The sense of deficiency extended as much to me, as to Cash. I might tell him he was a “good dog”, and yet part of me wondered, “But is he? Really?”
But Cash was, in this sense, an heir to a legacy of my own self-doubt.
From pre-K on, I’d known with painful certainty that I wasn’t like the other kids.
At six, I began memorizing the Latin names of dinosaurs. My interest progressed to Lego, then insects, gemstones, coins, stamps, Pokémon cards, and words.
Yes, words. As a grown adult, I’d open my childhood keepsake box to find ratty little lists of them.
There were other things, such as sensory sensitivities. Underwear that seemed to intentionally – no, sadistically – rub my privates. My family, loudly chewing their dinner.
The intense discomfort of being tickled, so intense I’d once felt compelled to scream “Rape!” in order to fully convey my sense of violation.
In some areas of academia, like reading, I’d excel, while in others, I’d struggle, nearly flunking basic arithmetic in my second year.
Writing with a pencil felt like doing needlepoint with a mop. My distinctions didn’t end there. There was also the fact I had to ask the teacher’s help tying my shoelaces a full year after everyone else had stopped.
My tendency to take everything literally made idiomatic language a nightmare. The first time I heard Britney Spears’ “Hit Me Baby One More Time”, I thought it was an invitation to spousal abuse.
Words were often mispronounced. Hyperbole became hyper-bole; mortgage, mort-gage; crocheting, crotch-eting.
At 11, I’d passed the porno section of our local video store and caught myself reading the confusing titles aloud. One featured a woman exposing her backside, and carried the title “A-nnul Anarchy”.
Annul anarchy. To banish chaos. It was a concept my inner control freak immediately warmed to.
Despite all my best intentions, I’d stumble into socially inappropriate behavior. On one occasion, while obsessively collecting phone numbers, I asked a high school teacher if I could add hers to my new electronic organizer. That went down about as well as you can imagine.

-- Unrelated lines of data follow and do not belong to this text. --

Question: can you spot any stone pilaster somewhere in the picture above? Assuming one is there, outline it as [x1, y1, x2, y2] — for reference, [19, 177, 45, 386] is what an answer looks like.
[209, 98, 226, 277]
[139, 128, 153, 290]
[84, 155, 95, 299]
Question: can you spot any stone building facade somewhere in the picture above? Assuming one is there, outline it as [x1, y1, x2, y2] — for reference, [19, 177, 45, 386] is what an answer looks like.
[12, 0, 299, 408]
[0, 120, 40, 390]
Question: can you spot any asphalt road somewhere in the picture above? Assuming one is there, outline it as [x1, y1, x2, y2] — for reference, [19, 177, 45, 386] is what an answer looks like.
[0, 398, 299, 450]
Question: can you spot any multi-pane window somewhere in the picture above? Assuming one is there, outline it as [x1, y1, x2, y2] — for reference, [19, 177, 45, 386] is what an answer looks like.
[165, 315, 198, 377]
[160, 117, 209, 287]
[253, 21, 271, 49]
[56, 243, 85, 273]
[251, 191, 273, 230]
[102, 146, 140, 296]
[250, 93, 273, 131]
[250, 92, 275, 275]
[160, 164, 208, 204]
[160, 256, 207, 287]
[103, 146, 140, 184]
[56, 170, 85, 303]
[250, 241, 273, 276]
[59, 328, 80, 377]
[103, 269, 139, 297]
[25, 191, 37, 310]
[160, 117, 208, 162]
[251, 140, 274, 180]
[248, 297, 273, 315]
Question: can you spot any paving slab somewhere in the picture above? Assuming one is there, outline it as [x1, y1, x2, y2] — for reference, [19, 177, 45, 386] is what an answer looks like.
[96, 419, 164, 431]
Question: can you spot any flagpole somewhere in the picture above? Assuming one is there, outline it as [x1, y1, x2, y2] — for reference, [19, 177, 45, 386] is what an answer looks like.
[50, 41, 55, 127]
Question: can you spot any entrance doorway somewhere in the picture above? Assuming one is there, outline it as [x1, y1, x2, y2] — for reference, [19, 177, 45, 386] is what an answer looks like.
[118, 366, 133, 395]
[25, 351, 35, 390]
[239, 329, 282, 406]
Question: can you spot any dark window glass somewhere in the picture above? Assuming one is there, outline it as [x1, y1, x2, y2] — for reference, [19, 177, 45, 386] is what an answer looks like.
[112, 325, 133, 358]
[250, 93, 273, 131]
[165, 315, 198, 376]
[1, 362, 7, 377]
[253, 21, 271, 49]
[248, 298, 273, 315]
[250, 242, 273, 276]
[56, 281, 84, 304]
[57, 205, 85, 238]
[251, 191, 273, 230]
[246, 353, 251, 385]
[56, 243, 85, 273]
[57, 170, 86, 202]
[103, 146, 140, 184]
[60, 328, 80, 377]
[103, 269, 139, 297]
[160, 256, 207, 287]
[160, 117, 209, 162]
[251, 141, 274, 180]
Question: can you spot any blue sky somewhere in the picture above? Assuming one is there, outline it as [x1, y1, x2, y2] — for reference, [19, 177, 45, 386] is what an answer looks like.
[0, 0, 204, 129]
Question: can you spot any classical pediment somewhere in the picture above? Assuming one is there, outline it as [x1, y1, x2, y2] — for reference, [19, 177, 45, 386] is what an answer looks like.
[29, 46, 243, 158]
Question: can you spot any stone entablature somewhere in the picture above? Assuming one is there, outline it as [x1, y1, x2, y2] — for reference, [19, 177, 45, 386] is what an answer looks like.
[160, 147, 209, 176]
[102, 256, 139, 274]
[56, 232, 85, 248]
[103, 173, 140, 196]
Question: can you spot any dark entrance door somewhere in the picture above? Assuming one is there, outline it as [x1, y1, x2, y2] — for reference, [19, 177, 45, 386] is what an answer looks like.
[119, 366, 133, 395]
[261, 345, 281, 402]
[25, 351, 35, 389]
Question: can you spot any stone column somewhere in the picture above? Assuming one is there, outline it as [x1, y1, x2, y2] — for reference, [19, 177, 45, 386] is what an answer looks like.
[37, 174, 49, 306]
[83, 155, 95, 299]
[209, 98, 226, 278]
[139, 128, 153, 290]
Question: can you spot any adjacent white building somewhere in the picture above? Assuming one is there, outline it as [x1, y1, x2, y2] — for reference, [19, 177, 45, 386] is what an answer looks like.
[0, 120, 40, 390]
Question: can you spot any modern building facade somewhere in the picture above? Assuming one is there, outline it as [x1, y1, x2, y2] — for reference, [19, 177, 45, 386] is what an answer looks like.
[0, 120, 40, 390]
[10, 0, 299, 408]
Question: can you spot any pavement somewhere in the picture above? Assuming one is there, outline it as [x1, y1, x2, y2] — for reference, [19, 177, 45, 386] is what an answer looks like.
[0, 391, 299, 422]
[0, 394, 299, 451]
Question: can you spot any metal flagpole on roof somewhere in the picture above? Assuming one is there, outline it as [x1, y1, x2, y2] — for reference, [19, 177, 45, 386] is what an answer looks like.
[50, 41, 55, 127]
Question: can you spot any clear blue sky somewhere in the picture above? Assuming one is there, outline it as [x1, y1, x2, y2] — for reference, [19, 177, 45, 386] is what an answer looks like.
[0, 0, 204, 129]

The act of collecting in and of itself both thrilled, and calmed; conveyed a sense of living in a safe, ordered universe.
Requests like these ran in tandem with disastrous, often ill-timed comments. Once, thinking I was being funny, I complimented a stranger on his nice, strong stream – while he was standing at the urinal.

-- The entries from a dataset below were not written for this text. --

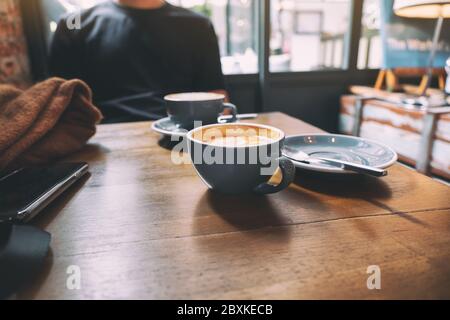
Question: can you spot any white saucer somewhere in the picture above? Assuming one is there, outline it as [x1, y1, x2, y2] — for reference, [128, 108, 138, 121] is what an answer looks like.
[284, 134, 397, 174]
[152, 117, 189, 138]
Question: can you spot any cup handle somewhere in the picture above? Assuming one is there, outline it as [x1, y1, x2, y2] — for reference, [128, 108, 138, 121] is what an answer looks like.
[219, 102, 237, 123]
[255, 157, 295, 194]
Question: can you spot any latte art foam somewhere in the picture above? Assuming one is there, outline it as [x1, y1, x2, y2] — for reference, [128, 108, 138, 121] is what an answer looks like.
[205, 135, 275, 147]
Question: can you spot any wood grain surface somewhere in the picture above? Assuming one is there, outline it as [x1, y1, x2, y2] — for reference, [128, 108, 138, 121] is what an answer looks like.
[22, 113, 450, 299]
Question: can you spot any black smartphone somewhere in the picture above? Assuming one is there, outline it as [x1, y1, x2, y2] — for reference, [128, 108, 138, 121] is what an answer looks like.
[0, 162, 88, 222]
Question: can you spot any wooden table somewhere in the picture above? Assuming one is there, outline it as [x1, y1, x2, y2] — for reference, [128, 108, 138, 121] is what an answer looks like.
[19, 113, 450, 299]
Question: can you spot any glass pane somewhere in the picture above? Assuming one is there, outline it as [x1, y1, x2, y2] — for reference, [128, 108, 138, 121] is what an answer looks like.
[270, 0, 351, 72]
[358, 0, 382, 69]
[43, 0, 258, 74]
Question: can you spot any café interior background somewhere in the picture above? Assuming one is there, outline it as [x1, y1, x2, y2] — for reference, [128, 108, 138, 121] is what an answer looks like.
[0, 0, 381, 132]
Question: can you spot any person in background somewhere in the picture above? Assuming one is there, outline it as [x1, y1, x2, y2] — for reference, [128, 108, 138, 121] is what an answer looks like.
[49, 0, 226, 123]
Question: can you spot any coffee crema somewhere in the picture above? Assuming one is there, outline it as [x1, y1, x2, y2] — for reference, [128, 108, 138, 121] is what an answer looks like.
[204, 135, 275, 147]
[164, 92, 225, 102]
[193, 124, 280, 147]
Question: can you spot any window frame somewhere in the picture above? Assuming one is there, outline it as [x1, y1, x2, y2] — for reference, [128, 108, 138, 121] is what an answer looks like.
[20, 0, 379, 112]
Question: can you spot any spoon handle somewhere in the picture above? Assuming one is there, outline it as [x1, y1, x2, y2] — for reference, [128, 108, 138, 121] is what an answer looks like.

Raised eyebrows, polite smiles, and dismissals quickly taught me to reign it in. Those times I couldn’t compensate for my shortcomings, I simply withdrew.

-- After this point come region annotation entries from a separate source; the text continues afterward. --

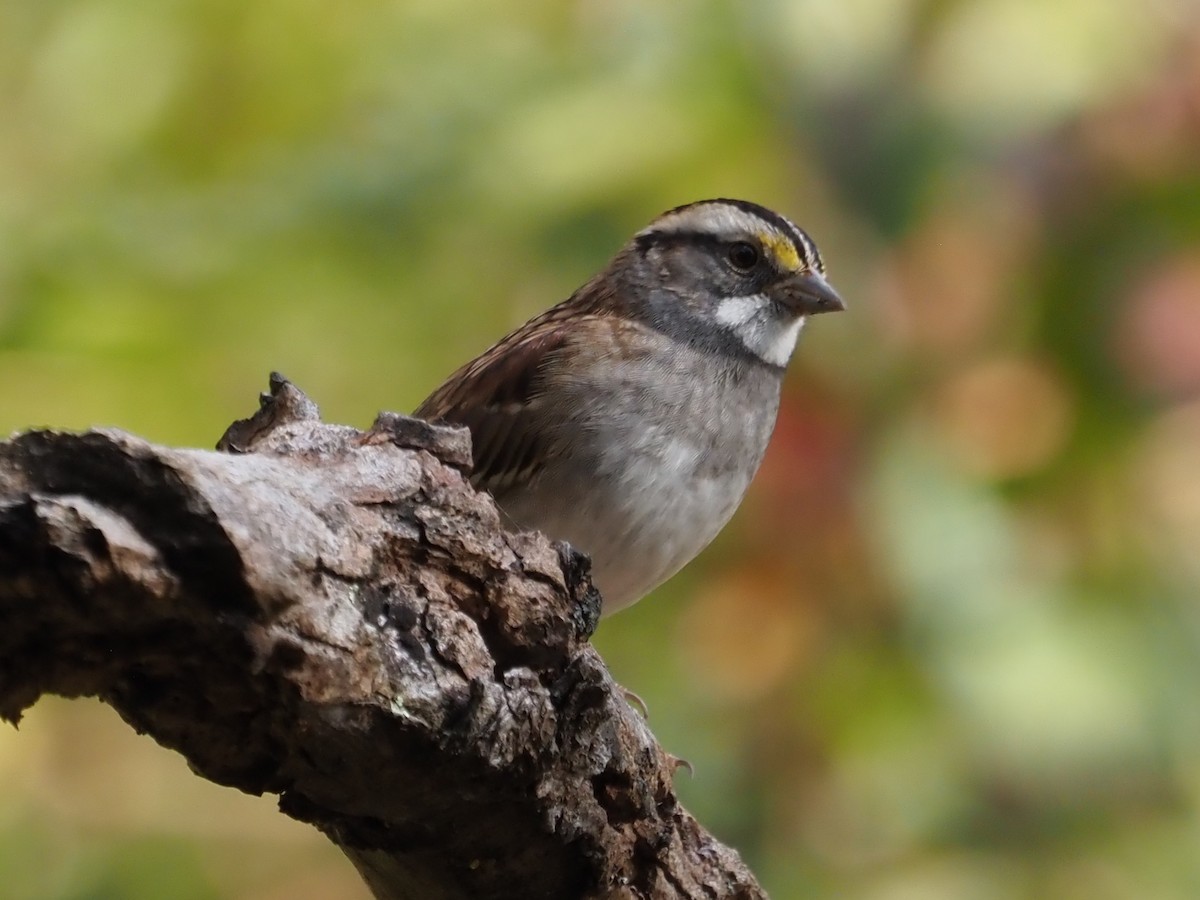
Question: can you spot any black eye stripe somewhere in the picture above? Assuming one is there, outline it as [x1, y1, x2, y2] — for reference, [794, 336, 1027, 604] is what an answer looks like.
[635, 232, 823, 271]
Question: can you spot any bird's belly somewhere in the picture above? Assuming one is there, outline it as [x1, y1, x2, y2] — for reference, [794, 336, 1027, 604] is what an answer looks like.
[502, 427, 766, 614]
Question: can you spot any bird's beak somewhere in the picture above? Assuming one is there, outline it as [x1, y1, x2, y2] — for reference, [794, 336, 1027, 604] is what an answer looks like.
[781, 272, 846, 316]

But my desire to blurt, to offer unsolicited opinions and stream-of-consciousness admissions was irresistible. Inevitably I’d catch myself flinging matches at wooden bridges – or gaping at the resulting inferno.
One time, I questioned a work colleague’s decision to sell milk chocolate – of all unhealthy foods! – to fund her friend’s bowel cancer treatment. It was, as I insinuated, “completely illogical”.
Like the classic Star Trek character, Spock, or his spiritual successor the android Data, I just didn’t get human beings – and they didn’t get me.
In the face of constant misunderstandings, my pride rebelled. The problem wasn’t me, but these ignoramuses.
How was it that I was always cast as the villain, when I was only being my authentic, good-intentioned self?
For all I might have tried to defy the accusations, I still shouldered a vague sense of guilt. Guilt in turn fuelled questions.
Was I indeed somehow inferior; inherently unlikeable? Did my difference leave me destined for solitude?
It wasn’t until the age of 26 that I received a diagnosis of Asperger’s syndrome, a high-functioning form of autism.
The diagnosis drew back the curtains of confusion; let me at last bathe in the light of clarity. Here, at last, was the source of all my challenges – and an explanation for how I could finally overcome them.
Yet, years later, some of the darkness remained. It loomed beneath me, an acid bath of shame as I walked a careful tightrope of dog parenthood.